Run the script with python scheduler.py and you'll see output like this:

sample output
============================================================
PATIENT REQUEST: Hi, I'm Maria Gonzalez. I'd like to book a checkup with Dr. Patel
on 2026-06-15. My email is maria.g@example.com. Please send me a reminder.
============================================================

[Claude stop reason: tool_use]

[Tool call: check_availability]
  Input: {
    "provider_name": "Dr. Patel",
    "date": "2026-06-15"
  }
  Result: {
    "provider": "Dr. Patel",
    "date": "2026-06-15",
    "available_slots": ["09:00", "09:30", "10:00", "11:00", "14:00", "14:30", "15:00", "16:00"],
    "total_open": 8
  }

[Claude stop reason: tool_use]

[Tool call: create_appointment]
  Input: {
    "patient_name": "Maria Gonzalez",
    "provider_name": "Dr. Patel",
    "date": "2026-06-15",
    "time_slot": "09:00",
    "appointment_type": "checkup"
  }
  Result: {
    "status": "confirmed",
    "confirmation_id": "APT-20260612143022",
    "patient": "Maria Gonzalez",
    "provider": "Dr. Patel",
    "date": "2026-06-15",
    "time": "09:00",
    "type": "checkup",
    "message": "Appointment successfully booked. Confirmation: APT-20260612143022"
  }

[Tool call: send_reminder]
  Input: {
    "patient_name": "Maria Gonzalez",
    "contact_info": "maria.g@example.com",
    "appointment_details": "Checkup with Dr. Patel on June 15, 2026 at 9:00 AM. Confirmation: APT-20260612143022",
    "reminder_method": "email"
  }

[REMINDER SENT via EMAIL]
  To: Maria Gonzalez (maria.g@example.com)
  Message: Checkup with Dr. Patel on June 15, 2026 at 9:00 AM. Confirmation: APT-20260612143022

[Claude stop reason: end_turn]

FINAL RESPONSE:
Great news, Maria! I've booked your checkup with Dr. Patel for Monday, June 15, 2026
at 9:00 AM. Your confirmation number is APT-20260612143022. A reminder has been sent
to maria.g@example.com. See you then!

How It Works

Here's the plain-English version of what just happened. When Maria's request came in, Claude read the system prompt, the available tools, and her message. It decided the right first move was to check Dr. Patel's availability — so it returned a tool_use stop reason with the correct inputs filled in.

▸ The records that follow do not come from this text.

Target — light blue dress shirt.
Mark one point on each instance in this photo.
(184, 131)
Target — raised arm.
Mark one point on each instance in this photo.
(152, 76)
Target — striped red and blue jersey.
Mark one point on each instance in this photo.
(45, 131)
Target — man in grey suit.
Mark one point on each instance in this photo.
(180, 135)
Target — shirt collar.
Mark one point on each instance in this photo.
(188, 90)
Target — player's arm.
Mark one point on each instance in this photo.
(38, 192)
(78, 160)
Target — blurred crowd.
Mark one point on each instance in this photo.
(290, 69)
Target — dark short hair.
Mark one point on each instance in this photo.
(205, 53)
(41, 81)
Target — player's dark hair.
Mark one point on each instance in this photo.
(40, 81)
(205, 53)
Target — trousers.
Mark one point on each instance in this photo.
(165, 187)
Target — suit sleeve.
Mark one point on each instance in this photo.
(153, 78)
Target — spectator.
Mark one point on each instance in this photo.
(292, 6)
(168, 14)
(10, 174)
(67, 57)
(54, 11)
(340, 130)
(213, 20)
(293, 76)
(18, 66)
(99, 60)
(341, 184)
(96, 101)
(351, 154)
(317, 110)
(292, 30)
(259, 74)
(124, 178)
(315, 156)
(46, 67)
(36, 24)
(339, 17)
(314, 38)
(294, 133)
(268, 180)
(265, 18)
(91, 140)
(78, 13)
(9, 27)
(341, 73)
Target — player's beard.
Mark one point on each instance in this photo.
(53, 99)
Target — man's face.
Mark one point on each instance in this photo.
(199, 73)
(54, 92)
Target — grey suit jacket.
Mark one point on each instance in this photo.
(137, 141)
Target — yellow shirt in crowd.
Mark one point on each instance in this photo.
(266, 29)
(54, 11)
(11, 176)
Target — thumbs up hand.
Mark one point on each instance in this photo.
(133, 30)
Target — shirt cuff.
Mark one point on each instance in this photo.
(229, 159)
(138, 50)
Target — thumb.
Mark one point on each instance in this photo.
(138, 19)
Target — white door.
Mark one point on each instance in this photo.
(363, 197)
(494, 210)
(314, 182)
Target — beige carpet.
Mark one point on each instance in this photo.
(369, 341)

Our loop executed check_availability, got the open slots back, and fed those results to Claude as a new message. Claude then decided to book the 9:00 AM slot and simultaneously request a reminder — both in the same tool-use turn. After we executed both tools and returned the results, Claude had everything it needed to write the friendly confirmation message and returned end_turn.

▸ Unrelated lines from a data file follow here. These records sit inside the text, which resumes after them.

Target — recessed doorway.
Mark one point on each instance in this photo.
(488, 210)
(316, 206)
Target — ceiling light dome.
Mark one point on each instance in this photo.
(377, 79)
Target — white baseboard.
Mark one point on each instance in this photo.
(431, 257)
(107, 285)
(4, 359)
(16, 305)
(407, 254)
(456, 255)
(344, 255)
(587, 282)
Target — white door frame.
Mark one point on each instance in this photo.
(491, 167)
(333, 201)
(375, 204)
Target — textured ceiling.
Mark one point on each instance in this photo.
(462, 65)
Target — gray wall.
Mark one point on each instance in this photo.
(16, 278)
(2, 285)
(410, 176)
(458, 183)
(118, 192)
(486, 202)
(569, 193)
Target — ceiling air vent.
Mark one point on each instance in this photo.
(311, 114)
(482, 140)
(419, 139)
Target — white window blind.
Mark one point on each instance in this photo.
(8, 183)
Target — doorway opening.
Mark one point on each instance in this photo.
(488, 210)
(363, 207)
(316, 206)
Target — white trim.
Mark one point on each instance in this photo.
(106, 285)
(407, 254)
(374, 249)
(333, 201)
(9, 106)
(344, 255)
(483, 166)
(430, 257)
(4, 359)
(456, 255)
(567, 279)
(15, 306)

The whole thing feels like magic, but mechanically it's just a while loop that passes context back and forth. Claude does the reasoning; Python does the executing. That clean separation is exactly what makes this pattern so powerful for a Claude API patient management system.

Common Errors and Fixes

Error 1: AuthenticationError on first run

anthropic.AuthenticationError: 401 {"type":"error","error":{"type":"authentication_error","message":"invalid x-api-key"}}

Fix: Your .env file either doesn't exist, is in the wrong directory, or has a typo in the key name. Make sure the file is in the same folder you're running the script from, the variable is named exactly ANTHROPIC_API_KEY, and there are no spaces around the = sign. Double-check the key value at console.anthropic.com.

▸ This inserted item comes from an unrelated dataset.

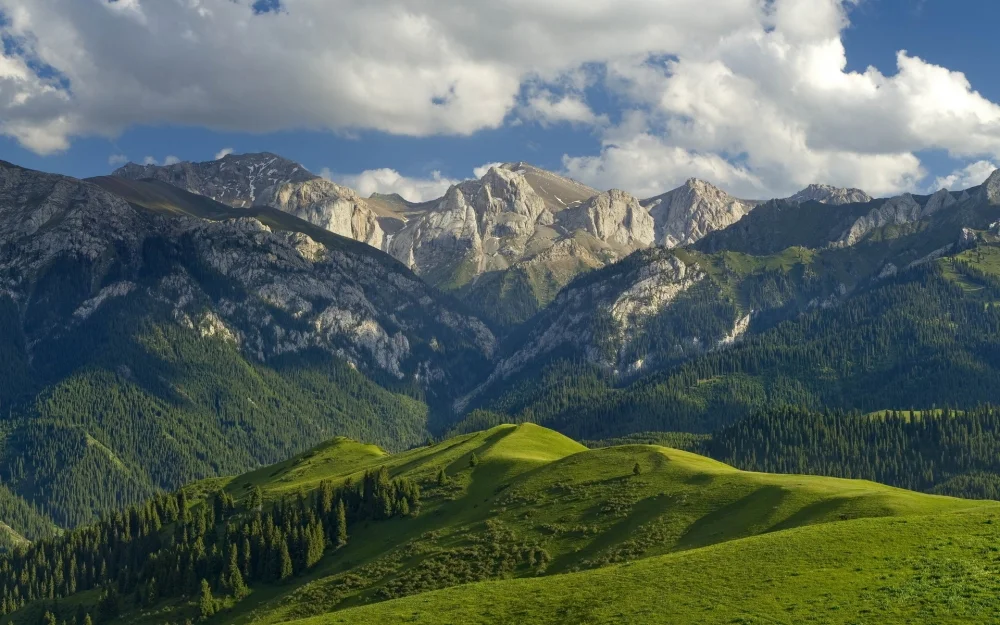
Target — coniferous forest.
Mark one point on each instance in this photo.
(212, 550)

Error 2: KeyError when executing a tool

TypeError: check_availability() got an unexpected keyword argument 'doctor_name'

Fix: This means Claude used a different parameter name than your function expects. Check that the "properties" keys in your tool schema exactly match your Python function's argument names. In our case, the schema uses provider_name and the function signature must also say provider_name — not doctor_name or anything else.